--wait a minute. That doesn't make sense.
It is 11 o'clock. 11:57 to be exact. And I would give just about anything to be asleep right now but that is not the case. So, I blog.
(When did "blog" become a verb? Odd.)
Every now and then I go back and re-read my blog entries. I don't know if that makes me weird or not. Sometimes I cringe, most times I wonder why anyone would bother reading them in the first place.
Tonight I read back through the first of the year, when Dad started to fail so quickly, and I can't believe that it's over. I remember feeling at the time that it would never be over, and experiencing the guilt that came along with knowing what the cost of "relief" would be. The work and the grief of those times was all-encompassing and seemed to stretch both forward and back in time, like that was how life always was and would be. I remember believing -- really, truly believing -- that there would never be an end, that life would reside in that hard, relentless place forever. It was awful.
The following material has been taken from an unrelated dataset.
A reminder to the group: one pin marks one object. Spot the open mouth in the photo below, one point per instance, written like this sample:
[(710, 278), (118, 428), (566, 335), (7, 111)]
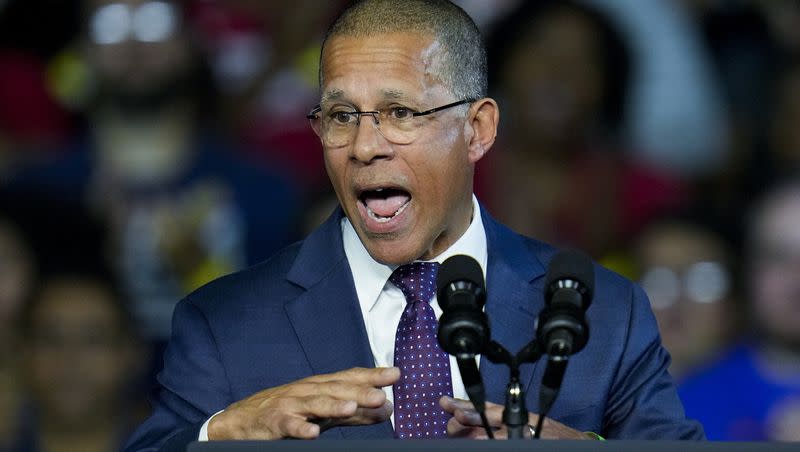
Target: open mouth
[(383, 204)]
So yes, the last three years really have been tremendously hard; I would wish them on no one. I'm (mostly) proud of what we did for my parents and while hindsight can allow me to wish that we would have done more, I'm really not sure that we could have. We did our best and we loved them, and there isn't much more to offer after that. There are still images of these times that are burned in my head and my heart that I wish would go away. I don't think they ever will. But it's getting so much easier to call up the pictures of them when they were younger and stronger and smiling, and I'm glad about that.
These days we seem so caught up in getting, well -- caught up. We're three years behind so there's a lot of catching up to do. It's tiring and while sometimes there are little victories it doesn't feel all that fulfilling. I don't want to look back in 10 years and not be able to remember what Sara was doing this summer because I was too busy cleaning out closets and painting bedrooms and trying to figure out how to have a life.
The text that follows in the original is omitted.